Industry Growth. Bootstrapping was mainly about the growth of data, but expansion has happened everywhere else as well. The bottlenecks to better models are data, compute (often to generate data as the previous section motivated), and the understated reliability and bug fixes. Even if the amount of compute available might not accelerate as quickly, that does not mean there aren't other areas that effectively function as increases in capacity. Compute efficiency is improving from silicon, to racks, to data centers, to kernels, and to inference. So not only is supply still growing, we are getting more out of every FLOP. Next, data generation creating that reward signal is an embarrassingly parallel task - you can run many task rollouts at once. Parallelism coupled with efficiency, even while keeping quality fixed, still results in progress. Finally, there are several other sources to consider. More talent than ever can contribute both inside and outside the frontier labs - trying different ideas, architectures, and harnesses. Beyond the labs, a cottage industry supports frontier model training by creating environments, open source tools, or even the data flywheel from the millions upon millions of users.

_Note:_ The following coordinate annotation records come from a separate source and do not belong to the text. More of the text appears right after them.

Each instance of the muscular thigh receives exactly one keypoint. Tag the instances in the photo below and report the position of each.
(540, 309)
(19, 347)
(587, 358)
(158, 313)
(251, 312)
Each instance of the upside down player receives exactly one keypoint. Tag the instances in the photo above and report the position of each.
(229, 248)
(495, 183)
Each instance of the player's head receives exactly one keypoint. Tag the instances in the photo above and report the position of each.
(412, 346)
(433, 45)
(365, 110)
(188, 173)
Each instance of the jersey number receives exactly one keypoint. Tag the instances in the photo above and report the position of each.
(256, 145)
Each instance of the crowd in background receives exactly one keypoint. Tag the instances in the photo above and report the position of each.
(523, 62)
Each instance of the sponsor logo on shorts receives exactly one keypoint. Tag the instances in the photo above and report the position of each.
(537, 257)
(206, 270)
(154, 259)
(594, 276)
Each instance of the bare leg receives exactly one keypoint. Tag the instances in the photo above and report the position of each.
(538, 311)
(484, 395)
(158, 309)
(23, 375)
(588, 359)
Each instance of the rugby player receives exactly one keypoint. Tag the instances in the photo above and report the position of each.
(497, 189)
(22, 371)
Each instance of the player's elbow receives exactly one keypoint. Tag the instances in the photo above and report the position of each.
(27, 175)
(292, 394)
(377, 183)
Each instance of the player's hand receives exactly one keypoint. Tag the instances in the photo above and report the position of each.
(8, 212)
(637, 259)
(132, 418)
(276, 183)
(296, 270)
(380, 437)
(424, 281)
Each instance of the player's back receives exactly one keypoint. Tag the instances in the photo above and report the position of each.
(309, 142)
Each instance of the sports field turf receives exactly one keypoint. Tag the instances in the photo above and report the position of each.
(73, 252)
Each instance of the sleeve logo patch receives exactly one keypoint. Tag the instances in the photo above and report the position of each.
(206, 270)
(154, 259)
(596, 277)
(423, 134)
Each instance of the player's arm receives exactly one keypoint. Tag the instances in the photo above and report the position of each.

AI Progress is on a Technical Trajectory. The idea that progress would slow down, in part due to horizon lengths increasing, missed the plethora of other directions and new bottlenecks that could be improved. Previous models contributing to later ones means data keeps scaling in an ever growing number of dimensions, and industry growth means that compute keeps climbing along axes other than raw FLOPs. With all of this, claiming that AI would slow down within a year or two of becoming mainstream is equivalent to thinking that silicon had hit a wall in the 90s, or that battery technology had hit a wall in the 2000s. People called the end of Moore's Law for decades, but engineers always found new axes: process nodes, multi-core, and specialized accelerators. Every major technology goes through this kind of march of improvement, and it takes running into the laws of physics to stop it. As more people are thinking about the problem and more capital is invested, the pace usually picks up. A few years ago, we were only just beginning the technical trajectory. Now that we are on it, it will keep going.